Josiah Cornthwaite, always accessible to flattery on the matter of
“the works,” as the artful Theodore knew, suffered himself to smile a
little as he turned to Claire.
“And so you have to be sacrificed, and must consent to be bored to
please papa?”
“Oh, I shan’t be bored. I shall like it,” said Claire.
She spoke in a little thread of a musical, almost childish, voice, and
very shyly. But as she did so, uttering only these simple words, a
great change took place in her. Before she spoke no one would have
said more of her than that she was a quiet, modest-looking, perhaps
rather insignificant, little girl, and that her gray frock was neat and
well-fitting.
But no sooner did she open her mouth to speak or to smile than the
little olive-skinned face broke into all sorts of pretty dimples. The
black eyes made up for what they lacked in size by their sparkle and
brilliancy, and the two rows of little ivory teeth helped the dazzling
effect.
Then Claire Biron was charming. Then even Josiah Cornthwaite
forgot to ask himself whether she was not cunning. Then Chris
stroked his mustache, and told himself with complacency that he had
done a good deed in standing up for the poor, little thing.

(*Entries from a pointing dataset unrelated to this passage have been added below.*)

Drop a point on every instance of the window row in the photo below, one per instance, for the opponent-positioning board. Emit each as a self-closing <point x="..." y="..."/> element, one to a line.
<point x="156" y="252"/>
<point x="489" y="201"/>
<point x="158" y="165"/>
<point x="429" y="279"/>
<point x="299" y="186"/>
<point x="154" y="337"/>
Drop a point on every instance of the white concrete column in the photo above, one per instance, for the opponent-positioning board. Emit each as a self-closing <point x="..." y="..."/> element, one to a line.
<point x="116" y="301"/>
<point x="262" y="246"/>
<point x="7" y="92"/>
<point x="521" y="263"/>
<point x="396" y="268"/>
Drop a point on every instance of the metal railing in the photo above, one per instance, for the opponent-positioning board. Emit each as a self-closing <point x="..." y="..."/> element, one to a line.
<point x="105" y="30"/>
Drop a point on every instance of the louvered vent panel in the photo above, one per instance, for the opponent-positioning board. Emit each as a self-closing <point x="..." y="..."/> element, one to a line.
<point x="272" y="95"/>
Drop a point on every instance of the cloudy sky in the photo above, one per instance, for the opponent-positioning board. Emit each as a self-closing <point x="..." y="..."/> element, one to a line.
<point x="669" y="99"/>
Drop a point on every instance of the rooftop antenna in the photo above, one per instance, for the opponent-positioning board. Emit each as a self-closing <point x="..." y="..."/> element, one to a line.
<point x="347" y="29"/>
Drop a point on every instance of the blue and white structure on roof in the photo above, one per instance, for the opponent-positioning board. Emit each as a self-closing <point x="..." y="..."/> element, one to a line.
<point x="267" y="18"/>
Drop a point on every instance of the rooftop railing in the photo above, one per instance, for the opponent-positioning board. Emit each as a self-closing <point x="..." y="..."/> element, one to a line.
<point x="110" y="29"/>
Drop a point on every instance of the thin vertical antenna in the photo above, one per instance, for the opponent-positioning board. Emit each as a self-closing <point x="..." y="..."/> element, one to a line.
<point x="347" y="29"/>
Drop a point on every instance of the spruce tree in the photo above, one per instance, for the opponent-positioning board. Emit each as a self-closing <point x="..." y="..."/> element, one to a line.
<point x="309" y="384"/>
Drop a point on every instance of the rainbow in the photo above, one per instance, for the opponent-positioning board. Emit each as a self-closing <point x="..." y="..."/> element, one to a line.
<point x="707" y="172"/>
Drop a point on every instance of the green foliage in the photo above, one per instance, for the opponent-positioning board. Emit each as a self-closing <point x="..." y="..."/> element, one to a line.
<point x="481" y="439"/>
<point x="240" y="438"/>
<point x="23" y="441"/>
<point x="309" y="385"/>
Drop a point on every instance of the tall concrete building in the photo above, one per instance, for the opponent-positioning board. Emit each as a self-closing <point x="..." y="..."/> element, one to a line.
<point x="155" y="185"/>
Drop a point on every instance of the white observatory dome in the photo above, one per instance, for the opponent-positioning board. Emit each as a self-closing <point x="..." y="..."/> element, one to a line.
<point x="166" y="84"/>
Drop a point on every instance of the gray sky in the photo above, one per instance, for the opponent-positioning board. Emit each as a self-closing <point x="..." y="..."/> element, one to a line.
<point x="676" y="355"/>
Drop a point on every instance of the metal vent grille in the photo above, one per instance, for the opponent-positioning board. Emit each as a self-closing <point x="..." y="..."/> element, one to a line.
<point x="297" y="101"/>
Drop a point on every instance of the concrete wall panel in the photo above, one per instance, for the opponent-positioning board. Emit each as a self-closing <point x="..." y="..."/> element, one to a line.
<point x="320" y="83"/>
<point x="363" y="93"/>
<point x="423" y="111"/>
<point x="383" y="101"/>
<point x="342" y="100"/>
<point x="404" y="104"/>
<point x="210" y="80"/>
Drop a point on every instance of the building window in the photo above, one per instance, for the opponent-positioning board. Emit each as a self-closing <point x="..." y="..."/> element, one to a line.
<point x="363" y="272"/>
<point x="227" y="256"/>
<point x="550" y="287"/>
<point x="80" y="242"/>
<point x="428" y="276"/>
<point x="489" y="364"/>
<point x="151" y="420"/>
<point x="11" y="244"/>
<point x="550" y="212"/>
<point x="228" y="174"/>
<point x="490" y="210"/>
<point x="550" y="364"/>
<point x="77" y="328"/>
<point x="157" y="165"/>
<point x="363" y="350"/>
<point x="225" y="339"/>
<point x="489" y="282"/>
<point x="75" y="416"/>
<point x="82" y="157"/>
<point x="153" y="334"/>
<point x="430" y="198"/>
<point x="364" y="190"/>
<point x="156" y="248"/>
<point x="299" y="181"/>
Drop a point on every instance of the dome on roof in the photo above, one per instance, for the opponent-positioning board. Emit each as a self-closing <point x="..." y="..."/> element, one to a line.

But rough Bram Elshaw, whom Chris had beckoned to come
forward, and who stood respectfully in the background, waiting to
know for what he was wanted, felt as if he had received an electric
shock.
Bram was held very unsusceptible to feminine influences. He was
what the factory and shop lasses of the town called a hard nut to
crack, a close-fisted customer, and other terms of a like opprobrious
nature. Occupied with his books, those everlasting books, and with
his vague dreams of something indefinite and as yet far out of his
reach, he had, at this ripe age of twenty, looked down upon such
members of the frivolous sex as came in his way, and dreamed of
something fairer in the shape of womanhood, something to which a
pretty young actress whom he had seen at one of the theatres in the
part of “Lady Betty Noel,” had given more definite form.
And now quite suddenly, in the broad light of an August morning,
with nothing more romantic than the rolling mill for a background,
there had broken in upon his startled imagination the creature the
sight of whom he seemed to have been waiting for. As he stood
there motionless, his eyes riveted, his ears tingling with the very
sound of her voice, he felt that a revelation had been made to him.
As if revealed in one magnetic flash, he saw in a moment what it was
that woman meant to man; saw the attraction that the rough lads of
his acquaintance found in the slovenly, noisy girls of their own courts
and alleys; stood transfixed, coarse-handed son of toil that he was,
under the spell of love.
The voice of Chris Cornthwaite close to his ear startled him out of a
stupor of intoxication.
“What’s the matter with you, Bram? You look as if you’d been struck
by lightning. You are to go round the works with Miss Biron and
explain things, you know. And listen” (he might well have to recall
Bram’s wandering attention, for this command had thrown the lad
into a sort of frenzy, on which he found it difficult enough to suppress
all outward signs), “I have something much more important to tell
you than that.” But Bram’s face was a blank. “You are to come up to
the Park next Thursday evening, and I think you’ll find my father has
something to say to you that you’ll be glad to hear. And mind this,
Bram, it was I who put him up to it. It’s me you’ve got to thank.”
“Thank you, sir,” said Bram, touching his cap respectfully, and trying
to speak as if he felt grateful.
But he was not. He felt no emotion whatever. He was stupefied by
the knowledge that he was to go round the works with Miss Biron.